Note: Benchmarks in their original form can be found at the original github repo.
Instructions to run
Docker
All of the below commands should be run in a Docker container built using the Dockerfile in the repo, with the data and repo being exposed as volumes in the container.
To build:
docker build -t benchmarks_img .
To run an interactive shell:
docker run -it --shm-size=2G --gpus all -v /path/to/neurips2023-benchmarks:/neurips2023-benchmarks -v /path/to/datasets/:/data benchmarks_img
Analysis Task
In the analysis part, two folder are available, one for the classification comparison with the results in the appendix and another one for the regression comparison in the benchmark section (section 5.1).
First, the path to the dataset must be correctly initialized in the config.py file in analysis/regression and analysis/classification, the variable DATA_DIR must lead to the dataset with the folders images/, metadata/ and the file metadata.json.
To run the code for regression or classification :
python3 train.py --model_name resnet18 --size 224 --cropped True --device 0
Replace the arguments with your desired values:
--device
: The index of the GPU device to use (0 by default) (e.g. number between 0 and the number of devices in your GPU, runnvidia-smi
for more infos).--size
: Input image size (e.g., 512).--cropped
: Whether to use cropped images (True or False).
The train.py files are the entry points of the code. And then it basically follows the PytorchLightning workflow : https://lightning.ai/docs/pytorch/stable/starter/introduction.html
Regression
More specifically to run the regression code :
cd analysis/regression
python3 train.py --model_name resnet18 --labels wind --size 224 --cropped True --device 0
In this case more arguments can be changed :
--model_name
: The architecture of the model (e.g., "resnet18", "resnet50").--label
: The target label for regression (e.g., "wind", "pressure").
By changing the arguments you can obtain the results of the tables 2 and 3 in the paper.
A pipeline is also provided which trains all the benchmarks in a row:
cd analysis/regression
python3 pipeline.py --device 0
Classification
To run the classification code :
cd analysis/classification
python3 train.py --model_name vgg --size 224 --cropped True --device 0
In this case, the model_name possibilities are different :
--model_name
: The architecture of the model (e.g., "resnet18", "vgg", "vit").
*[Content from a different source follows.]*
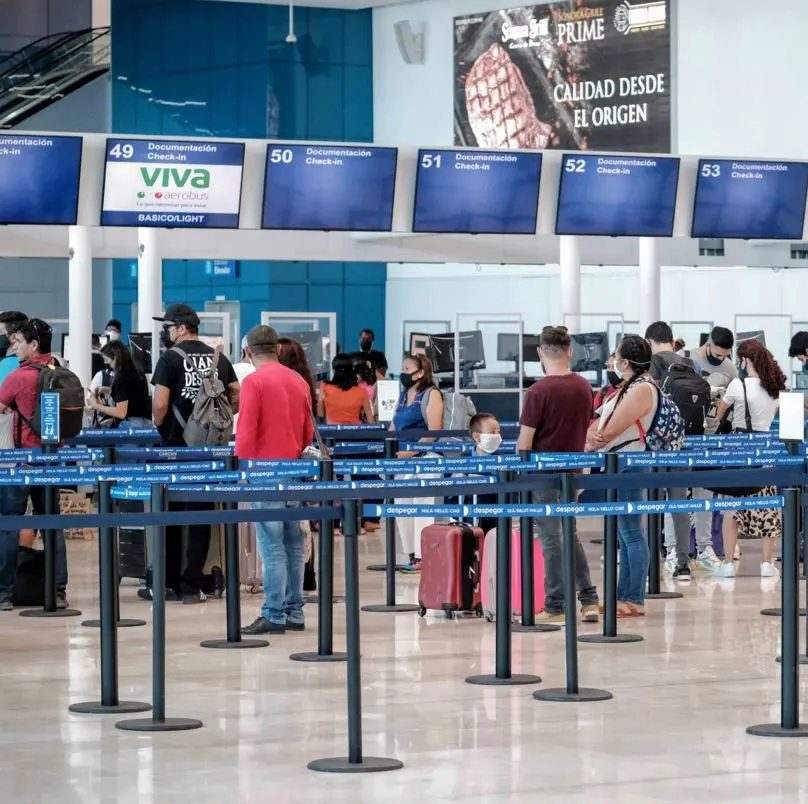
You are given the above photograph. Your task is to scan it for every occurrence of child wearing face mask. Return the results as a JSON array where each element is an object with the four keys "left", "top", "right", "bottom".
[{"left": 468, "top": 413, "right": 502, "bottom": 536}]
Same as above, a pipeline in the classification folder launch all the training of the classification benchmarks in a row:
cd analysis/classification
python3 pipeline.py --device 0
Results visualisation
The results are saved in a /analysis/[classification,regression]/results/
Folders with names depending of the arguments are created after a training and it creates different version after a few tries. It is managed by the pytorch_lightning.loggers TensorboardLogger : https://lightning.ai/docs/pytorch/stable/extensions/generated/lightning.pytorch.loggers.TensorBoardLogger.html#tensorboardlogger
To visualize the results you can launch the command
tensorboard --logdir /results/[training_name]/version_X/
And then open the local link given in a browser.